Lucretia calls her maid and the girl reads sorrow in her looks. She says she's been through hell and they need to summon her husband, so she asks for paper and ink so she can send a letter by messenger. As she's giving the letter to the messenger, she feels as if her "blemish" is plainly visible to him (and everyone). Meanwhile, as she waits for a response, she mulls over a particularly detailed painting that depicts some business surrounding the siege of Troy. Her thoughts land on Hecuba and her distress over Priam's death. She blames lusty Paris for stealing Helen and starting the war and causing so many people trouble over his dumbass decision. She scratches at the image of Sinon, for he betrayed Priam the same as Tarquin betrayed her.

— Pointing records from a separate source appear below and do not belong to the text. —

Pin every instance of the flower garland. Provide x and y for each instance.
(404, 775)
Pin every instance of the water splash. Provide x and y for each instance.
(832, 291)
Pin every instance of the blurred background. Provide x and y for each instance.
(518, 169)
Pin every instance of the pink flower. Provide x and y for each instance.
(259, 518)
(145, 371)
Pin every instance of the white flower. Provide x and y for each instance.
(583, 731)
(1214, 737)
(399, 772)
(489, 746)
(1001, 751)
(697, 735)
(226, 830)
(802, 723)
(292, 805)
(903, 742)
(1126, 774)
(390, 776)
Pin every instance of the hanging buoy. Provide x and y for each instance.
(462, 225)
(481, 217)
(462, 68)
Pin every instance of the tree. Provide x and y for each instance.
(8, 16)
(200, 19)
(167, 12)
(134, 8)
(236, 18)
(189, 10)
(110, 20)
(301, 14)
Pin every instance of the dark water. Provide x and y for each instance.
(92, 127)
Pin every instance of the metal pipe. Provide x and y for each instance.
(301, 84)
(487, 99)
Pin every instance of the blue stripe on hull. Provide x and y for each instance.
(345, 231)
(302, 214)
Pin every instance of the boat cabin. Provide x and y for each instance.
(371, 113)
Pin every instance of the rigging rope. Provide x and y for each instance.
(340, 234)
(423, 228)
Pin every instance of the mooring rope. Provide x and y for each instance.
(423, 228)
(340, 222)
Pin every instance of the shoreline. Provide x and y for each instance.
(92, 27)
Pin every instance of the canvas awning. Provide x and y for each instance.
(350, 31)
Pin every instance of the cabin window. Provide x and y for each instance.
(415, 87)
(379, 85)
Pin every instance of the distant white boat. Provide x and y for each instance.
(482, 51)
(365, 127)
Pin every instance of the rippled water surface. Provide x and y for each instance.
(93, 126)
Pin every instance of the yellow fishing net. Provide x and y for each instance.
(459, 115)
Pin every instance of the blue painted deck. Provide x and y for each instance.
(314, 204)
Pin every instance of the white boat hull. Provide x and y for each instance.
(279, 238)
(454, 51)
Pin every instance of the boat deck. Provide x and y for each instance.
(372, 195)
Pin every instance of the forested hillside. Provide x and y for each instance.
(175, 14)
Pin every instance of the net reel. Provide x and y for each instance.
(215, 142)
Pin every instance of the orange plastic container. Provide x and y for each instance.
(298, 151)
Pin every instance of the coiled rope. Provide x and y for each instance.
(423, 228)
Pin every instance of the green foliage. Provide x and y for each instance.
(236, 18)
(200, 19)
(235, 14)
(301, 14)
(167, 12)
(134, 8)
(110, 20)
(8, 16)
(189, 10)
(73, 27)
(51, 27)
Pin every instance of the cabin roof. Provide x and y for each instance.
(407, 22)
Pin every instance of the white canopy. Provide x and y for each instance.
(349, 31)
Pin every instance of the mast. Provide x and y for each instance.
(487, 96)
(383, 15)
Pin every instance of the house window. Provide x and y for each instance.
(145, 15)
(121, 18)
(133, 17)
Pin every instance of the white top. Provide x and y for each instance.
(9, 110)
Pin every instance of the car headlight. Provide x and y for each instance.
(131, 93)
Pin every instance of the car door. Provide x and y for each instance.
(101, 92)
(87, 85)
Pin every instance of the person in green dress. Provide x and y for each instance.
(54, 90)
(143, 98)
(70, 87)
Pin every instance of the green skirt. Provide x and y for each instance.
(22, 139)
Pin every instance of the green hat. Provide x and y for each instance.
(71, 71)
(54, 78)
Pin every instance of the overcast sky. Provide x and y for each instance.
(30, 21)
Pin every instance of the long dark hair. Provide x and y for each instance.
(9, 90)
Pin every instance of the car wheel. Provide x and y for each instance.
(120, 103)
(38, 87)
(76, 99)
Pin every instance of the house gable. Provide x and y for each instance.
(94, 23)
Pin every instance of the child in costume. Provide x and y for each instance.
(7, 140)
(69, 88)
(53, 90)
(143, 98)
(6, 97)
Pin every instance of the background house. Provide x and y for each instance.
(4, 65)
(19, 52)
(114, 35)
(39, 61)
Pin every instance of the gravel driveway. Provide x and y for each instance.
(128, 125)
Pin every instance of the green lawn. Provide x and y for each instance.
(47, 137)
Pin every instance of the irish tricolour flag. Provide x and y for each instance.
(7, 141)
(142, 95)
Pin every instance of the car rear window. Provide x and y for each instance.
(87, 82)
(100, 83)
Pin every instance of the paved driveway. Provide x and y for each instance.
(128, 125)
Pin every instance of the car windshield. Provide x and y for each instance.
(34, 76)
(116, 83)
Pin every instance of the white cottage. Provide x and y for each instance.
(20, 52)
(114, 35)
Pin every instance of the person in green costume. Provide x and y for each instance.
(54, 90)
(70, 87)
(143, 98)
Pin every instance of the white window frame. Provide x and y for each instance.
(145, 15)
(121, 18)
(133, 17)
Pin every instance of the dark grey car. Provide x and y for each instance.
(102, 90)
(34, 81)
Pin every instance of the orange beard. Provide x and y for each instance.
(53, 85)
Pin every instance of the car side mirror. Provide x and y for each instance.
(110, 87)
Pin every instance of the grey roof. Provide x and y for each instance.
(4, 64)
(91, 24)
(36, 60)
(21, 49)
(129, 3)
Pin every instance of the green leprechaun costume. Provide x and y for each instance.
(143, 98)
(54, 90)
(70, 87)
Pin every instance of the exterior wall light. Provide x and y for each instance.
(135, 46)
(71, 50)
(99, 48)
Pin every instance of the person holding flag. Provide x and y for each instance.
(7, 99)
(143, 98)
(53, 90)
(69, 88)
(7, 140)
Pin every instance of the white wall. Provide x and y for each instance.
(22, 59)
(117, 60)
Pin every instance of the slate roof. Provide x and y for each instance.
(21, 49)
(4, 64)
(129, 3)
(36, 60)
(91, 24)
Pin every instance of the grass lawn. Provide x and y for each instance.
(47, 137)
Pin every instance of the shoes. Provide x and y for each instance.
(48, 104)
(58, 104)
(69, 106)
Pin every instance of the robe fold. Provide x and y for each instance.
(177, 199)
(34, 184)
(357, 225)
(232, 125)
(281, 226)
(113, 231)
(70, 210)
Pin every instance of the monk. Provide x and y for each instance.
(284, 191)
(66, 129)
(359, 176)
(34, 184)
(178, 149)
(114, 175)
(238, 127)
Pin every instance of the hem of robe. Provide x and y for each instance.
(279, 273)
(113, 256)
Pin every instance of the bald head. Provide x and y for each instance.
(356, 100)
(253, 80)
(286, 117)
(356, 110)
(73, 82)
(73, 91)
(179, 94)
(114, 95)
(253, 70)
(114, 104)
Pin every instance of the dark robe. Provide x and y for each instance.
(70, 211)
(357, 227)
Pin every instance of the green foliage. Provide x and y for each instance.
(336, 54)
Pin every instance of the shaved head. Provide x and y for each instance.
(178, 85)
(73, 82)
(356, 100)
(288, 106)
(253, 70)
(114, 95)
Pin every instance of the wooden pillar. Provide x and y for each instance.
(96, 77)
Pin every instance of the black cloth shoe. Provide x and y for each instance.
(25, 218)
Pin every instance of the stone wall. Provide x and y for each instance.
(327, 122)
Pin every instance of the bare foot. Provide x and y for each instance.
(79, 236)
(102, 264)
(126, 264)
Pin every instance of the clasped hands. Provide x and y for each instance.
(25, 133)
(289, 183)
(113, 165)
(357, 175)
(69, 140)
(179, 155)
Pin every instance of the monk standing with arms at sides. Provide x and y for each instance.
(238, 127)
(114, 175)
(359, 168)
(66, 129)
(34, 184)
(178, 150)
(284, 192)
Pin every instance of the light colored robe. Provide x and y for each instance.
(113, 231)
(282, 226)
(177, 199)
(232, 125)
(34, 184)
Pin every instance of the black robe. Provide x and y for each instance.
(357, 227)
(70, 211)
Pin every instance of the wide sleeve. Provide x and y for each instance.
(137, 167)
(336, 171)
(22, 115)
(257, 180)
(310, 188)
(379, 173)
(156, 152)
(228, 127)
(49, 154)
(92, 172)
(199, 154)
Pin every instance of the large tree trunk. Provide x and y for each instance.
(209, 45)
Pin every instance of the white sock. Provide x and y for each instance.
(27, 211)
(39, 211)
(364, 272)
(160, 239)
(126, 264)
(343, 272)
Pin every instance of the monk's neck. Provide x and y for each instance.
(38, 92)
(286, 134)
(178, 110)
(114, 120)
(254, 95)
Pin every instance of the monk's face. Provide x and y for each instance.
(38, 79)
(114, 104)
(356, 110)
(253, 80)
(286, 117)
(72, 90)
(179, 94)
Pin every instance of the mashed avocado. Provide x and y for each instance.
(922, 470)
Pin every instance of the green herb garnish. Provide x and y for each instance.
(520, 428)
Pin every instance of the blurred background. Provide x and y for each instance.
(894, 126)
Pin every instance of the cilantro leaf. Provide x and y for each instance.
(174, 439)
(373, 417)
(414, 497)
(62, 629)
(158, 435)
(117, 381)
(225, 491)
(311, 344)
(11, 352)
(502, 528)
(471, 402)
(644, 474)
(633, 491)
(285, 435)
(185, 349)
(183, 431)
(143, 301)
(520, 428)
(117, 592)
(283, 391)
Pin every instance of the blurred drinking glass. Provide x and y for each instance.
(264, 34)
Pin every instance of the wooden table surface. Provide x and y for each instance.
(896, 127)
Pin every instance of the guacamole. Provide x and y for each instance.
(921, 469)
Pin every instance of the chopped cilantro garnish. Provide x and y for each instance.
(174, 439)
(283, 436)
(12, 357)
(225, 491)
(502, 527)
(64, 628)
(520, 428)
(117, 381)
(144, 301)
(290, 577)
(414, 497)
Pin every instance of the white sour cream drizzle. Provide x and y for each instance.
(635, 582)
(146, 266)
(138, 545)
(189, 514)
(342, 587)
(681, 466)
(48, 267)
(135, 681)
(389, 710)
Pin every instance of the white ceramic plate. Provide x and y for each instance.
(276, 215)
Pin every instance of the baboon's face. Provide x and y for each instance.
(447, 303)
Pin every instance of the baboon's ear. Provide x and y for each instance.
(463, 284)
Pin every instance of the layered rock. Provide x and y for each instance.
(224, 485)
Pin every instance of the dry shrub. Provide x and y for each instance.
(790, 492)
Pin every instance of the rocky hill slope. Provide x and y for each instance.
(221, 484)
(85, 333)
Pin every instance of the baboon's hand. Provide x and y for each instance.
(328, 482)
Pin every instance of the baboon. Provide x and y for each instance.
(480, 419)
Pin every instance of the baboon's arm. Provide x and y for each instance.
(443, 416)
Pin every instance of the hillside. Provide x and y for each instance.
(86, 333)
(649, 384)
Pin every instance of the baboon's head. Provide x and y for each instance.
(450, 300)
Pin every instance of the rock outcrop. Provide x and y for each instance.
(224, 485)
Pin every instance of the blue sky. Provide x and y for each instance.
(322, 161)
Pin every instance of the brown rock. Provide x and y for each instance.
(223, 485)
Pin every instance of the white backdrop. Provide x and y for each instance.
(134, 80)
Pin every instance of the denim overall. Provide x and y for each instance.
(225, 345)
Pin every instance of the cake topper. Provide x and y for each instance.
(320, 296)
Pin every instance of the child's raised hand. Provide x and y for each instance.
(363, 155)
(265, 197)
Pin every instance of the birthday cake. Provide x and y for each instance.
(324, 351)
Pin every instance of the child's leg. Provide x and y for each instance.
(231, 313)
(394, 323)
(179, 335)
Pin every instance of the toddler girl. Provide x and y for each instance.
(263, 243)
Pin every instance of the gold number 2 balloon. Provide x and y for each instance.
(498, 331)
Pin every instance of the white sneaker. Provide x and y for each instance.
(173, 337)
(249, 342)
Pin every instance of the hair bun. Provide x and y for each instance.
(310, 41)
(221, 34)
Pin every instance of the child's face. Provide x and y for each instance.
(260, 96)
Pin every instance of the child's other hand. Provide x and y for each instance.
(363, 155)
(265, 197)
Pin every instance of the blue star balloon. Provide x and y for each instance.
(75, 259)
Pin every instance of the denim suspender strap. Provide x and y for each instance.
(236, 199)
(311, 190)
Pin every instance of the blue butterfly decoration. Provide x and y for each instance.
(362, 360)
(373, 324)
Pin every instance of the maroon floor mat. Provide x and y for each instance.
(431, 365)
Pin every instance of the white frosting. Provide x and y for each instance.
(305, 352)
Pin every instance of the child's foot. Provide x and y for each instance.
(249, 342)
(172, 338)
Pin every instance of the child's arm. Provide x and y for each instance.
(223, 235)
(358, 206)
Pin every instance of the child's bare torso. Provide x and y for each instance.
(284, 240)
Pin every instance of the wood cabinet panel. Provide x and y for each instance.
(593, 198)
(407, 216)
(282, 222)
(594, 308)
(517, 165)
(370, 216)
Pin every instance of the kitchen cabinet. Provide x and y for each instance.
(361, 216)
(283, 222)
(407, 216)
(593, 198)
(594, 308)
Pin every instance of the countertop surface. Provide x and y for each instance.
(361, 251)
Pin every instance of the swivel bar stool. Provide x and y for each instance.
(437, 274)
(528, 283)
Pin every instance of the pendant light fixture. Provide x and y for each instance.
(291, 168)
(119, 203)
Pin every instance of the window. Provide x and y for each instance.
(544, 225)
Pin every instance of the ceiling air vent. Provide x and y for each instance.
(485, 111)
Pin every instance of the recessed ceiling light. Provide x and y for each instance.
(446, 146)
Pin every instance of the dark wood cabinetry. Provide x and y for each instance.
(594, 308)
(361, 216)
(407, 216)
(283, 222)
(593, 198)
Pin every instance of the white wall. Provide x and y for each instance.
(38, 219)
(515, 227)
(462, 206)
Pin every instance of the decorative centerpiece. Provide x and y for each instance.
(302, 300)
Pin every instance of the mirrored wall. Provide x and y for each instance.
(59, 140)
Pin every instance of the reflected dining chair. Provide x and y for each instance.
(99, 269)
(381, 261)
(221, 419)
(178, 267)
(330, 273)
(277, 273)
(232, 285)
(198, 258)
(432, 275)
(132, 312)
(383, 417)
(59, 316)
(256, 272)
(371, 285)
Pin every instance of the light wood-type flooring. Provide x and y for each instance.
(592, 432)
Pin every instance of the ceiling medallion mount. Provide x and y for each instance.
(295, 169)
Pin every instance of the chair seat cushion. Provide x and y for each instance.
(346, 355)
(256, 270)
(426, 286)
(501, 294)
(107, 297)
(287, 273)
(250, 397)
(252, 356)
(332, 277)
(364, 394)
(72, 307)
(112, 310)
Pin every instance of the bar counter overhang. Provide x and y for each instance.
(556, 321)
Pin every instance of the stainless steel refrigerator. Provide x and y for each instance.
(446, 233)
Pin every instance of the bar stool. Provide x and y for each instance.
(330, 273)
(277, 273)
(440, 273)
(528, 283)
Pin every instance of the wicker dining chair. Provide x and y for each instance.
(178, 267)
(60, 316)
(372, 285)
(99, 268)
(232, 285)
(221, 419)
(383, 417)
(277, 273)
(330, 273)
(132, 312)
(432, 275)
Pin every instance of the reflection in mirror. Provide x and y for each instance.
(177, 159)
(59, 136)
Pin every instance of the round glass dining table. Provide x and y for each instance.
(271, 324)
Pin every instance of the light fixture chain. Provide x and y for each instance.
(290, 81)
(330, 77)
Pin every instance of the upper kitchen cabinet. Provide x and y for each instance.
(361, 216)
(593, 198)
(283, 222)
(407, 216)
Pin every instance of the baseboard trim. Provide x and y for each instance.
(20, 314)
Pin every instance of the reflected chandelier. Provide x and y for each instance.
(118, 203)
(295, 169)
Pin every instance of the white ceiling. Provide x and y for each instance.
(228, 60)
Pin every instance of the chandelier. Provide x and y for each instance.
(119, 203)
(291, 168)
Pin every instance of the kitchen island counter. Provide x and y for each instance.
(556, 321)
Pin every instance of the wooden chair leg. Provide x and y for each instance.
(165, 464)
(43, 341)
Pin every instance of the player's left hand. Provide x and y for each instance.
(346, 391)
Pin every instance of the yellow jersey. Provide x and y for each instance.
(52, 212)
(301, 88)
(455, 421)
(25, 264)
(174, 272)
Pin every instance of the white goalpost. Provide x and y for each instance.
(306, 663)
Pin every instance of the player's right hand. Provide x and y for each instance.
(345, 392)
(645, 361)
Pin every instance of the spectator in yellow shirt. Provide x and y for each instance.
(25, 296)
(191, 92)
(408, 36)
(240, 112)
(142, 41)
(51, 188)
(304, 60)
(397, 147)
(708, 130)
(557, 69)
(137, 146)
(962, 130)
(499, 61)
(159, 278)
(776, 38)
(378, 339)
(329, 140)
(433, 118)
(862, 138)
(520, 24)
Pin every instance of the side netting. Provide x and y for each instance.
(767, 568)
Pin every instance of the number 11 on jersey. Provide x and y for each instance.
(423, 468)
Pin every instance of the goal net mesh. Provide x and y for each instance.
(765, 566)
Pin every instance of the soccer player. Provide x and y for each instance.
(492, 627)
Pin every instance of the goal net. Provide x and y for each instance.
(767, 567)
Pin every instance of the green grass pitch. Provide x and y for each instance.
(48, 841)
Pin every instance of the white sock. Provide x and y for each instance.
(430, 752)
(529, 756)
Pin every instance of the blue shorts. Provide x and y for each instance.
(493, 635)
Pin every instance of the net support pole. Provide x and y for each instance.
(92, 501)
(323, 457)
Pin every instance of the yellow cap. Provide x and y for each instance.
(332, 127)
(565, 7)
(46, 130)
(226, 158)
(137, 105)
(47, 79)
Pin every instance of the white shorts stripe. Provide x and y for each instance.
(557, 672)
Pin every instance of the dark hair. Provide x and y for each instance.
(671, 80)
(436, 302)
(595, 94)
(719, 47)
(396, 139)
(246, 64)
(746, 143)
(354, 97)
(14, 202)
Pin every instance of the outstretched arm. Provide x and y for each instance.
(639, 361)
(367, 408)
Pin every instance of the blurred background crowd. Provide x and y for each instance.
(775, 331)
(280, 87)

Collatinus arrives and she can barely speak her woe at first, but she slowly and sadly goes about the task of telling it. She asks how she can make this right, but he has no words, he's so distraught. She says she will tell them who has raped her if they take revenge and she reveals that it was Tarquin. At that very moment, she pulls out a knife and stabs herself. Collatinus and his men all stand aghast as her father throws himself upon her body, saying he cannot live if she is dead. Collatinus comes out of his catatonic state and similarly "bathes" in her blood, grieving for his wife. They both vie for "best mourner" until Brutus, Collatinus' buddy, shakes Collatinus out of his madness and urges him to get up and go kill Tarquin post-haste and parade Lucretia's body around Rome to show everyone how Tarquin is a total shit and must needs be banished forever. The END.


Alrighty then, that was fun. Next week, a mixed bag of more poems, and then we finally get to the motherlode of SONNETS. I've got an entire book to read and entire app to peruse, complete with videotaped readings of each one, so I'm poised to understand the shit out of them!